The first commercial application of the
ELDS was in 1987, at a gold mining operation in Nevada. Since then, 12 systems have been
installed in Nevada, California, Utah, and Italy with more proposed for the Western United
State, South America, and Europe. These existing and proposed installations include heap
leach and tailings facilities for the mining industry, underground petroleum storage
tanks, hazardous waste impoundments, and municipal sanitary landfills.
Baseline ELDS Data
Prior to the onset of solution release, ELDS data sets were collected which
represent baseline conditions for the electrode grid. Figure 3 is a plot of the baseline
ELDS resistivity data contoured in units of 0.5 ohm-meters. Color on the plot are arranged
so that the low resistivity areas (1.0 to 2.5 ohm-meters) are warm colors, and higher
resistivity areas are cold colors.
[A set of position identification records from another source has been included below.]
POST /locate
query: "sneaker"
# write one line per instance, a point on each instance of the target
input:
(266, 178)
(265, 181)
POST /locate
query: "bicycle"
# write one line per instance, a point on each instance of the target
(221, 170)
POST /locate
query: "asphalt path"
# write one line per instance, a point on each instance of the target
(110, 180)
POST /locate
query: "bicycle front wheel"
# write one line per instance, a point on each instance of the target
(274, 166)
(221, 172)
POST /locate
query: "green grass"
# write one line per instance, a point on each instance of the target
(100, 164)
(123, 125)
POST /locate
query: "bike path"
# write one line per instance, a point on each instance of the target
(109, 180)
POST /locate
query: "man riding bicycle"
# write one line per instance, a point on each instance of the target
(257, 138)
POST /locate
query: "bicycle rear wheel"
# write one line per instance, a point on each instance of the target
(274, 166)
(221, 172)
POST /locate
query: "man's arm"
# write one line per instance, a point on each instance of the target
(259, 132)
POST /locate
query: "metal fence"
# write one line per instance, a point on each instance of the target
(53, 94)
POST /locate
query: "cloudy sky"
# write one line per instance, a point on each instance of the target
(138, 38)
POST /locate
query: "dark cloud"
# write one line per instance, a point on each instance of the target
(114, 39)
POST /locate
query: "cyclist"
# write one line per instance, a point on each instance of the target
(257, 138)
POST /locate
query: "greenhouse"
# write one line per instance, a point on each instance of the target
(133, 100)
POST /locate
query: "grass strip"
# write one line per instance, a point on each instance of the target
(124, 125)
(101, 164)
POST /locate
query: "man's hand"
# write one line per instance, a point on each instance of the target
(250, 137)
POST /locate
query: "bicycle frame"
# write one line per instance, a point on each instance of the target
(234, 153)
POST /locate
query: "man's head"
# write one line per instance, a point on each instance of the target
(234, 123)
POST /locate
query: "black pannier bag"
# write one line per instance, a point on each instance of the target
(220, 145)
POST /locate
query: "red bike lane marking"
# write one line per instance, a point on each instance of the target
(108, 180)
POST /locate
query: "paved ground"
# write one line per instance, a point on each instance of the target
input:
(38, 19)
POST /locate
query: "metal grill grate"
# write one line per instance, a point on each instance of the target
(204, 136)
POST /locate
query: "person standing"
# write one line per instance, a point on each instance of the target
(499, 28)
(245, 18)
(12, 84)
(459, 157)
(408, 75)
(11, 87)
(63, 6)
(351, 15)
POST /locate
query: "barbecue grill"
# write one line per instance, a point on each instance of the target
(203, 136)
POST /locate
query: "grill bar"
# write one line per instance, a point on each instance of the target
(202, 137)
Figure 3 shows the location of the steel tank and its
relation to the area of decreased resistivity.
The elongate pattern of low resistivity colored orange in the central area of
figure 3 results from geometric effects within the ELDS measurement method.
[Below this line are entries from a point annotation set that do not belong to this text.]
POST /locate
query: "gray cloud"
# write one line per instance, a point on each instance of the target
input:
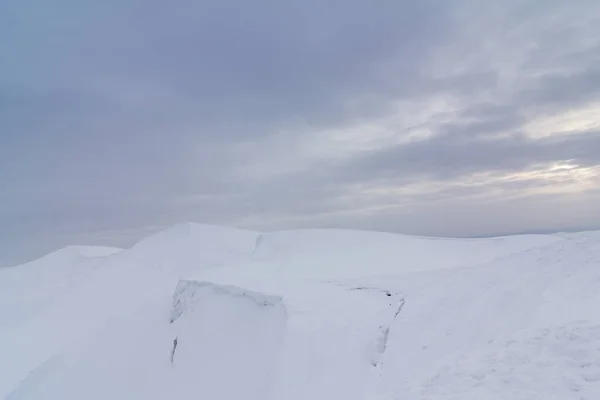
(117, 118)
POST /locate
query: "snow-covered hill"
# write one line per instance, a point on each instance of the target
(209, 312)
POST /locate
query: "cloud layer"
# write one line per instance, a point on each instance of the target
(439, 118)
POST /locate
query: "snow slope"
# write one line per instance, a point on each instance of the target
(211, 312)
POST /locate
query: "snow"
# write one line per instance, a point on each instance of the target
(220, 313)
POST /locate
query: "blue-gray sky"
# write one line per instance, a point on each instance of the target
(445, 118)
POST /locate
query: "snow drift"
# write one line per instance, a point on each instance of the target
(201, 311)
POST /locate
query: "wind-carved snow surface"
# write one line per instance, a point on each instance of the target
(228, 340)
(209, 312)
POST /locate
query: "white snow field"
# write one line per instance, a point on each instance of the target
(204, 312)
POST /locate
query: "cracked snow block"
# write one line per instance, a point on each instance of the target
(228, 340)
(188, 293)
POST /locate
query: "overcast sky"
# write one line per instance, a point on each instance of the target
(444, 118)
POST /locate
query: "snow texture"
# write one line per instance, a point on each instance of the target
(209, 312)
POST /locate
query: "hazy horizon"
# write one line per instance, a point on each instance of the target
(456, 119)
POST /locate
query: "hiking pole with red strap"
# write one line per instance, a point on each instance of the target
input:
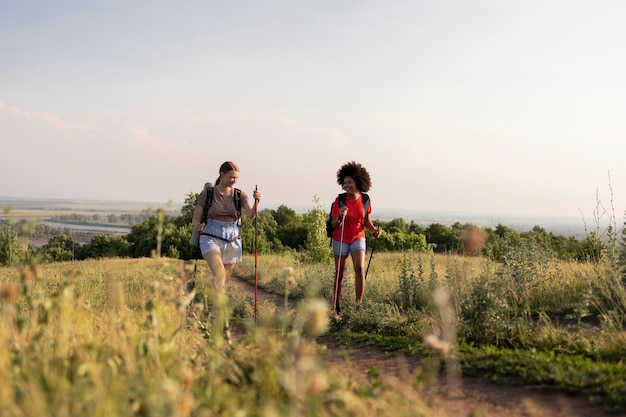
(372, 253)
(342, 218)
(256, 253)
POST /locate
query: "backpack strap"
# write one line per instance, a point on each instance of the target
(366, 203)
(364, 197)
(207, 204)
(237, 197)
(342, 200)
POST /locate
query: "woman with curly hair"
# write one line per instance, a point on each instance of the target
(349, 220)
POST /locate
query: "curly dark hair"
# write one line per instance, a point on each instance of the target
(225, 168)
(358, 173)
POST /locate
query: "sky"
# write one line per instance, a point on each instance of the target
(498, 107)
These effects are a function of the orientation of current and
potential electrodes relative to the metallic tank. With a larger number of electrodes
distributed symmetrically about the tank, ELDS data would tend to show a more rounded
anomaly in the area of the steel tank.
A leak was introduced on the north-northeast side of the simulated waste tank by
WHC personnel. The leak was supplied from a set of 1,000 gallon tanks containing a 0.08
molar NaCl solution. The leak was initiated on July 25 between 9:00 and 10:00 A.M., and
ceased on July 31. A total leakage volume of 1,000 gallons was introduces over 151 hours
at an average flow rate of 6.9 gallons per hour.
ELDS readings were taken from the grid twice daily from July 25, to July 30,
1995. The readings were taken at approximately 07:00 and 22:00 hours on measurement dates.
Using the Wenner electrode array, ELDS located a resistivity anomaly in the
subsurface originating at the north margin of the demo tank, and subsequent migrating in a
north-northeast direction. The released liquid was detected in the first ELDS data set
collected after initiation of the release. Figure 4 is a plot of the ELDS data collected
after 69 gallons of solution was released, with the area of greatest percent difference
from baseline colored green. Another release is indicated at the east margin of the tank,
and extends to the central area under the tank. This area is also colored green on figure
Figure 4 is contoured in units of 0.5 percent change, which is a measure of the
drop in apparent resistivity from the baseline data set to the data collected after 69
gallons of solution was released. The largest observed percent change in the data was
0.2%, concentrated near the northeast margin of the tank, and beneath the center of the
After a total of 897 gallons of solution had been introduced to the soil, the
change of apparent resistivity values increase to a maximum of 2.5%. The release was
concentrated in the same locations as observed in Figure 4, but the magnitude of change
has increased to almost 2.5 percent difference. Figure 5 is a plot of percent changes vs
resistivity after 897 gallons of solution introduction, contoured in units of 0.5 percent
change. The color scale is the same as used in Figure 4. An increase in the size of the
affected area, and the magnitude of the change in resistivity is observed in Figure 5.
Collectively, these three figures show the ability of ELDS to observe the
movement of a plume of liquid in the subsurface, and to quantify the volumetric response
of the system to introduces solution.